Die organisierte Fanszene des 1. FC Union kritisierte bereits in der Vergangenheit den sich ausbreitenden Fußball-Tourismus.
Die organisierte Fanszene des 1. FC Union kritisierte bereits in der Vergangenheit den sich ausbreitenden Fußball-Tourismus.IMAGO/Matthias Koch

Doch hinter dem kleinen Influencer-Urteil steckt ein größeres Thema: der Fußball-Tourismus, der inzwischen auch die Alte Försterei erreicht hat. Woche für Woche pilgern Fans aus England oder Skandinavien auch nach Berlin, weil sie „echten Fußball“ erleben wollen – Stehplätze, Bier, Pyro, Gesänge. Und landen in Köpenick, Smartphone gezückt, bereit für Content statt Gänsehaut.

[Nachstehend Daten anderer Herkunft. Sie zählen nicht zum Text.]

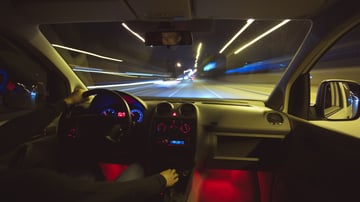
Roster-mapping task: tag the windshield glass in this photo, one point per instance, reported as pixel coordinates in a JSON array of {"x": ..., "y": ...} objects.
[{"x": 217, "y": 59}]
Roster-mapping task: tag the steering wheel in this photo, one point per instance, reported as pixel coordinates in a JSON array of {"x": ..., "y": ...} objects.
[{"x": 91, "y": 124}]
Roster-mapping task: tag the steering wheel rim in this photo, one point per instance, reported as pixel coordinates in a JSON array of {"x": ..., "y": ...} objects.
[{"x": 87, "y": 123}]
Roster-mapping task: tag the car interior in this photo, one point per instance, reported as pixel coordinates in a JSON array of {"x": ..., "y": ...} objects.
[{"x": 297, "y": 141}]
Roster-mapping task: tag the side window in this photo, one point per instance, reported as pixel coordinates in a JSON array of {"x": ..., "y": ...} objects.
[
  {"x": 342, "y": 61},
  {"x": 22, "y": 82}
]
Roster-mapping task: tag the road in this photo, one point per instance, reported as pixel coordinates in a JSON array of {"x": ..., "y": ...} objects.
[{"x": 199, "y": 89}]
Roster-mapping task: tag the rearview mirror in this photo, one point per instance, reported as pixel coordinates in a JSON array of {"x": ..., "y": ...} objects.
[
  {"x": 168, "y": 38},
  {"x": 338, "y": 100}
]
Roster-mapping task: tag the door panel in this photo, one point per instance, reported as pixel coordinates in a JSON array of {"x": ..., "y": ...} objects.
[{"x": 319, "y": 165}]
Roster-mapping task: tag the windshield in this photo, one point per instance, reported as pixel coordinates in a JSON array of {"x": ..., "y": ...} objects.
[{"x": 218, "y": 59}]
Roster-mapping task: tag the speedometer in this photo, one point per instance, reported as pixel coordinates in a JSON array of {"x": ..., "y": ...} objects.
[
  {"x": 137, "y": 115},
  {"x": 108, "y": 112}
]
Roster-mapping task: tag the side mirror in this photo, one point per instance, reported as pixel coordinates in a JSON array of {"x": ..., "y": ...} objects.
[{"x": 338, "y": 100}]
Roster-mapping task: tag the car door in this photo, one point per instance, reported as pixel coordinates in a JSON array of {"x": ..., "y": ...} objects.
[{"x": 320, "y": 159}]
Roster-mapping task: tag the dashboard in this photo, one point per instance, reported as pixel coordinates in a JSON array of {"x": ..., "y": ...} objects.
[
  {"x": 179, "y": 133},
  {"x": 176, "y": 133}
]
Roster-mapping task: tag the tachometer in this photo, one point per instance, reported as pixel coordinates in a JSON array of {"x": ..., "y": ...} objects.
[{"x": 137, "y": 115}]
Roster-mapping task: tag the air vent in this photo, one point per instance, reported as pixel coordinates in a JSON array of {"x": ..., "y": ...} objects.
[
  {"x": 275, "y": 118},
  {"x": 164, "y": 108},
  {"x": 187, "y": 109}
]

Union-Fans haben keine Lust auf Dauerfilmerei

Nicht nur die organisierte Fanszene sieht das kritisch. Denn Union war für alle Unioner nie ein Ort für Selfies, sondern für Haltung. Für Zusammenhalt. Für Herz. Die Alte Försterei wurde 2008/2009 von Fans mitgebaut – in Eigenleistung, mit Schaufel und Zementmischer. Hier pfeift niemand die eigene Mannschaft aus. Hier bringen Anhänger beim Weihnachtssingen 30.000 Kerzen zum Leuchten, und Aktionen wie „Endlich dabei“ lassen selbst gestandene Männer Tränen verdrücken.

Das alles passt schlecht in eine Instagram-Story mit Filter. Einige Unioner machten Jurenhoo auf  der Tribüne unmissverständlich klar, dass sie keine Lust auf Selfiesticks und Dauerfilmerei haben. Denn für viele Unioner ist Union viel mehr als ein Stadionbesuch – es ist ein Gefühl von Gemeinschaft. Hier zählt keine Reichweite, sondern Zusammenhalt.

Union Berlin für Influencer der „authentischste“ Klub

Aber auch wenn seine Zahlen klingen, als hätte er die Alte Försterei mit einem Bewertungsbogen besucht – Jurenhoo ist nicht ohne Eindruck geblieben. „Ganz Köpenick lebt Union. Das ist der authentischste Fußballverein in Deutschland“, sagt er.

Stimmt. Union ist kein Event, sondern Emotion. Kein Glamour, kein Glitzer. Vor allem keine Sehenswürdigkeit, sondern eine Haltung. Und die kann man nicht in Punkten messen.